Environmentalists have created a wonderful kind of natural aristocracy, and the wonderful thing about this aristocracy is that you don't have to do anything or even be lucky to join it; you just have to care; preferably pretend that you do.   And then you need to be able to hold protest signs, shake down your local politician and threaten anyone who doesn’t think like you.

They know better what to do with your time/money/energy than the unwashed masses.  Moreover, they deserve it, because they are the people that we have been waiting for. 
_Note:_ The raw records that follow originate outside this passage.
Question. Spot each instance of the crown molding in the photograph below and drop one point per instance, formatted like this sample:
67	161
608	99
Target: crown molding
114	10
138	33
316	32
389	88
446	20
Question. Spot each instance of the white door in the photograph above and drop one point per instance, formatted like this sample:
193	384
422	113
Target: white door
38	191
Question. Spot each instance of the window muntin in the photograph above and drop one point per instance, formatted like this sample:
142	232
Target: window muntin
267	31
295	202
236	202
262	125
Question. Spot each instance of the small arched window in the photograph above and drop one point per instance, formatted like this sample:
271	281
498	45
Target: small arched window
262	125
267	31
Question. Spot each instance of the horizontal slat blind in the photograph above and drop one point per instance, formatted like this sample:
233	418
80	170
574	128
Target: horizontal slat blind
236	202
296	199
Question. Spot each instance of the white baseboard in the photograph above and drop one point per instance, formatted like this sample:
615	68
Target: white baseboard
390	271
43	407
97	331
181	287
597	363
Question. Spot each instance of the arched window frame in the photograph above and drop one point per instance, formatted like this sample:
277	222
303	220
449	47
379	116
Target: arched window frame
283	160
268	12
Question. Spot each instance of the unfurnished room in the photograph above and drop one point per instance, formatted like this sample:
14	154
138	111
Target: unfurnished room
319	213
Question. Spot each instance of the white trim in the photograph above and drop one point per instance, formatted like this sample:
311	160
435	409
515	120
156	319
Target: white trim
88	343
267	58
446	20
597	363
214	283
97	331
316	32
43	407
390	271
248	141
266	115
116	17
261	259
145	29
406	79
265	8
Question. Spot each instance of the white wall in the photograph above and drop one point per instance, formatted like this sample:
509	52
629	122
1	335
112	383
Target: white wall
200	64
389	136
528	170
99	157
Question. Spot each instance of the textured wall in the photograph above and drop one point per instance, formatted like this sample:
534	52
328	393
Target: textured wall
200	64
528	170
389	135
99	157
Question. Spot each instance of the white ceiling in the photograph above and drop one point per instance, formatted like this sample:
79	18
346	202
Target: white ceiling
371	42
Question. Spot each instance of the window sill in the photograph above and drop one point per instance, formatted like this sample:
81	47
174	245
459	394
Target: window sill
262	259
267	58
 Republicans consider Enviro-whackoism a violation of the American principle that you shouldn't stick your nose in other people's business except to make a buck.  Well, the environmentalists think that they need to take that buck so that they can afford to keep their noses in other people’s business.

Point 1: Patrick Moore, a co-founder of Greenpeace, the influential and once-responsible environmental group, has left Greenpeace because it has become an organ of left-wing extremism.  Moore quit the organization when, he said, “Greenpeace was hijacked by social and political activists.”  

“(Environmentalism today is) more about globalism and anti-capitalism than it is about science or ecology….”

Point 2: Goldman Sachs has lobbied extensively for the ‘cap and trade’ bill, and is well positioned to make billions. Goldman Sachs will be the conduit of exchange in which carbon credits will be transferred.   Each transaction of carbon credits will benefit Goldman Sachs.  

This is the definition of cronyism in which a business has unique access into writing law that benefit themselves. They are using a perceived hobgoblin for great gain.   The only requirement was to flood Washington with campaign cash.  

Point 3: Michael Moore has profited handsomely over the years by generating environmentalist, anti-capitalist, anti-materialist, anti-consumer propaganda.  But during recent court proceeding in his divorce, we find that Michael Moore has 9 homes valued at over $50 million. Recently he had purchased 3 adjoining condominiums in New York and combined them into one to sell for profit. I am not sure, but that sounds like capitalism to me. But it can’t be, because Mr. Moore has spent his entire life denouncing that sort of thing. And Mr. Moore certainly isn’t a big fat loudmouth hypocrite.  

“The novice environmentalist sees only the lofty and noble dream of a perfect physical environment. Then, headline after headline -- acid rain, global warming, the ozone hole, oil spills -- the environmentalist begins to harden. Negativity sets in. Perceptions change. There is a distinct shift toward seeing man as the systematic destroyer of the good, the systematic doer of evil.  The image of humanity changes.  A profound misanthropy develops -- and the environmentalist is unaware of it."